Jefferson was equally enthused to have some tiny measure of success in the battle against getting the American public to quit stuffing livestock drugs down their gullets instead of getting any of the three vaccines that are proven to be overwhelmingly safe and effective in combating COVID and will keep you from severe hospitalization and death far more effectively than raiding Ferdinand’s medicine cabinet. “As you know, the OEA team and I have been meeting over the past several weeks to discuss ways in which we can more effectively use our social media platforms to share important public health information with consumers,” Jefferson wrote in an email to a group of Office of External Affairs staffers, which appeared to prompt the tweet. “I’m sure you saw some of the news coming out of Mississippi on Friday regarding the use of ivermectin to treat / prevent Covid-19 and the increase in adverse events (poisonings) the state highlighted as a result of its use.” “Brad’s edgy tweet was a hit,” wrote another External Affairs staffer, Sandy Walsh, in a separate email.

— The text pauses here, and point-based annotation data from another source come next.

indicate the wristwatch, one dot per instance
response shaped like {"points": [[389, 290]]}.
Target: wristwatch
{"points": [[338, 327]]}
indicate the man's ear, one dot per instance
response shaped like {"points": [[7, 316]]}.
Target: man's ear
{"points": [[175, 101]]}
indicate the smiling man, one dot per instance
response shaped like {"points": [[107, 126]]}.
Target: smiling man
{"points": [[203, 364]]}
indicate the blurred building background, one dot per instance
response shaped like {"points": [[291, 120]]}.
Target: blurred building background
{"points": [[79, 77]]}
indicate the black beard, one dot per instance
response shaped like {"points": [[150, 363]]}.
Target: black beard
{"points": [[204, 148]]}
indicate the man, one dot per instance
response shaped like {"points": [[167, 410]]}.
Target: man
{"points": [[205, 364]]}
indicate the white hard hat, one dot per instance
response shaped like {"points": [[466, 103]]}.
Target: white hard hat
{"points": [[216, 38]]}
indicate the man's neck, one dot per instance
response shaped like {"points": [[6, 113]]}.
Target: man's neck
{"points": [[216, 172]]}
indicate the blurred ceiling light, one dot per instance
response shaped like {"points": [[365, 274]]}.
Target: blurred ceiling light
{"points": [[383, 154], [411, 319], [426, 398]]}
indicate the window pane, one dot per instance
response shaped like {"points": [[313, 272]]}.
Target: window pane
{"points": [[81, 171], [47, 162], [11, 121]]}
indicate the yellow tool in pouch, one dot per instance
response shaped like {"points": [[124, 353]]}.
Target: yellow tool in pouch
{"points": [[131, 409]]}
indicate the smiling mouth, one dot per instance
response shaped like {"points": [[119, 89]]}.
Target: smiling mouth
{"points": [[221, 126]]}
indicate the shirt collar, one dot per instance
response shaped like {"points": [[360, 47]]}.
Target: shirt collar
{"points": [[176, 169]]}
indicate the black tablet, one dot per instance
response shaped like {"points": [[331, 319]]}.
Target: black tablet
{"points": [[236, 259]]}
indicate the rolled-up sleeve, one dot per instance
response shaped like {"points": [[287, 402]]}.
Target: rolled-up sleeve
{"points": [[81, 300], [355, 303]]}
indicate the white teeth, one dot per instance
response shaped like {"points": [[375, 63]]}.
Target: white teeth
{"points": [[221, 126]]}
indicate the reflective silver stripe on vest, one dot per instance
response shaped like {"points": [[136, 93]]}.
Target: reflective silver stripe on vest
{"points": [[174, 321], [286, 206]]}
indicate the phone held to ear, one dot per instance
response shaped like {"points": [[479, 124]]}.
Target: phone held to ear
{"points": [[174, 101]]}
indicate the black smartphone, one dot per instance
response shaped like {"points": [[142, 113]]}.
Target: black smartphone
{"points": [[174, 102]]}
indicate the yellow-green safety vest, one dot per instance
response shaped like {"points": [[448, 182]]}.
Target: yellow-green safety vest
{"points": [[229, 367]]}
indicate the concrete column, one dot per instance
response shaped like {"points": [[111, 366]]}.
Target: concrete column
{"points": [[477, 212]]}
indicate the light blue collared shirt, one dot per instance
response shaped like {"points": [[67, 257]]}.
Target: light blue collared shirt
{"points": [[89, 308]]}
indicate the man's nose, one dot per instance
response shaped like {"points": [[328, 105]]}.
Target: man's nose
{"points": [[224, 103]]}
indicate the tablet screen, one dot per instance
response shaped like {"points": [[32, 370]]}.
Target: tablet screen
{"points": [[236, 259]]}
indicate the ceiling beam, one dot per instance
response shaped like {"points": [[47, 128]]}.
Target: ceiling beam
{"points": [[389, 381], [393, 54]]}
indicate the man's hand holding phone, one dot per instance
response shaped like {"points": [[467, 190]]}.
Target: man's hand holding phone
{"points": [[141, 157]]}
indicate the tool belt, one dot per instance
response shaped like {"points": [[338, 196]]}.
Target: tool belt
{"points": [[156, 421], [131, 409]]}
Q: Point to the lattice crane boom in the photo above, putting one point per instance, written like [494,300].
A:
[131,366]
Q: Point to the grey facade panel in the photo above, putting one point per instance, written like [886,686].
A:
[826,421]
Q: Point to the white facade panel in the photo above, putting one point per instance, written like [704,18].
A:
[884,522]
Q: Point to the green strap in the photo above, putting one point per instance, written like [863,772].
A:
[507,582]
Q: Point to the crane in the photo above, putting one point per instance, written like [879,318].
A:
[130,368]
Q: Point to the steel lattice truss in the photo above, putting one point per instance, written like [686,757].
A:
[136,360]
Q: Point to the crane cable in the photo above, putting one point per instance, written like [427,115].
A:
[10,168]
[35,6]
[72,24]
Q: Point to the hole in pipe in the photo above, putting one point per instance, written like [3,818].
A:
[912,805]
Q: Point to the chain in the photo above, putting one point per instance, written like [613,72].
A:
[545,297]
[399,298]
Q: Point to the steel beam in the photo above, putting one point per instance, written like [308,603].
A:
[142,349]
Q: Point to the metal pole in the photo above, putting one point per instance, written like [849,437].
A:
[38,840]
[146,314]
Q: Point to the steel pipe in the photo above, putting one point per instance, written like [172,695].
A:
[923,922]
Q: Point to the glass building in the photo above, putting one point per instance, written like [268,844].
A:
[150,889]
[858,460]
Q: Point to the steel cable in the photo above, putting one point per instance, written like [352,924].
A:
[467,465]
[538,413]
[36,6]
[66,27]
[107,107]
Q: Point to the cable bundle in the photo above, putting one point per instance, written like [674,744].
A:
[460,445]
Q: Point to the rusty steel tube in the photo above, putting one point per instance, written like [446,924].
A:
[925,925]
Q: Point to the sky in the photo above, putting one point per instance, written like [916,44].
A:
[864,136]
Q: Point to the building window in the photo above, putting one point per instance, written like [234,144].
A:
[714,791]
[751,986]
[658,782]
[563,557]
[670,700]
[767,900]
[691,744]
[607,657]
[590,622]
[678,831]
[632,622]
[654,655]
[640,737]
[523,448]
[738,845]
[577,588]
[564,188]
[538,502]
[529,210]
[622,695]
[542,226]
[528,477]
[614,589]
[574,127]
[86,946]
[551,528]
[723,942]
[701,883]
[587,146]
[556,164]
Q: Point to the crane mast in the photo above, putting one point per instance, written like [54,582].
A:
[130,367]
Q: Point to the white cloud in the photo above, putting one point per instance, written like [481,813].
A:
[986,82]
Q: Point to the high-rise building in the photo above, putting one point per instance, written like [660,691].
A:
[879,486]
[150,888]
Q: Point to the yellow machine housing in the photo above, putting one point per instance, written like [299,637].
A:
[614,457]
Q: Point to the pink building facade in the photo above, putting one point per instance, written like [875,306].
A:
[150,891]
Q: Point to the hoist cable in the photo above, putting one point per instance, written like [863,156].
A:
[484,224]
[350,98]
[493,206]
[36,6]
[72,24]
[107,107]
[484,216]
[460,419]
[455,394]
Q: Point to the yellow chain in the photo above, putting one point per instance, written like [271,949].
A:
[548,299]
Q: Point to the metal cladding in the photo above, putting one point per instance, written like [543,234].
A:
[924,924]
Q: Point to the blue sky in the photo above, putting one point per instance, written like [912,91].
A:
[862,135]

Walsh also noted that Rex Chapman, a former professional basketball player with inexplicably popular tweets, “also Tweeted last night about not using ivermectin.” Kimberly told a trade publication, Fierce Pharma, that the agency’s tweets “are designed to get peoples’ attention and, most importantly, combat dangerous viral misinformation.” Or, as he put it in an early morning email to the rest of the External Affairs staff the day they put out the tweet, “We’re gettin’ crazy in here.”
"As you know, I am committed to identifying unique (for FDA) ways for us to reach the 'everyday' American to 'brand' FDA,” wrote Jefferson in another email. “I am grateful the OEA team is enthusiastically supportive of this goal and in particularly [sic], I want to recognize Brad, Chris and Sandy, for mobilizing quickly Friday night and Saturday morning to create a unique viral moment at such a critical time for the FDA’s image and in our fight against Covid-19.”Jefferson added that such communications wouldn’t always be possible from the agency, but suggested it will attempt to make additional stabs at humor. “While we won’t always be able to take this approach (we are still a government entity),” she wrote, “we will seek to develop content that allows the agency to feel both accessible and informative in a time of incredible misinformation. We will be meeting with OCC soon to discuss our new recommended approach for social media engagement. We look forward to sharing more about these efforts in the weeks ahead, including an ambition [sic] effort to counter much of the vaccine information out there as we prepare to approve Comiraty.”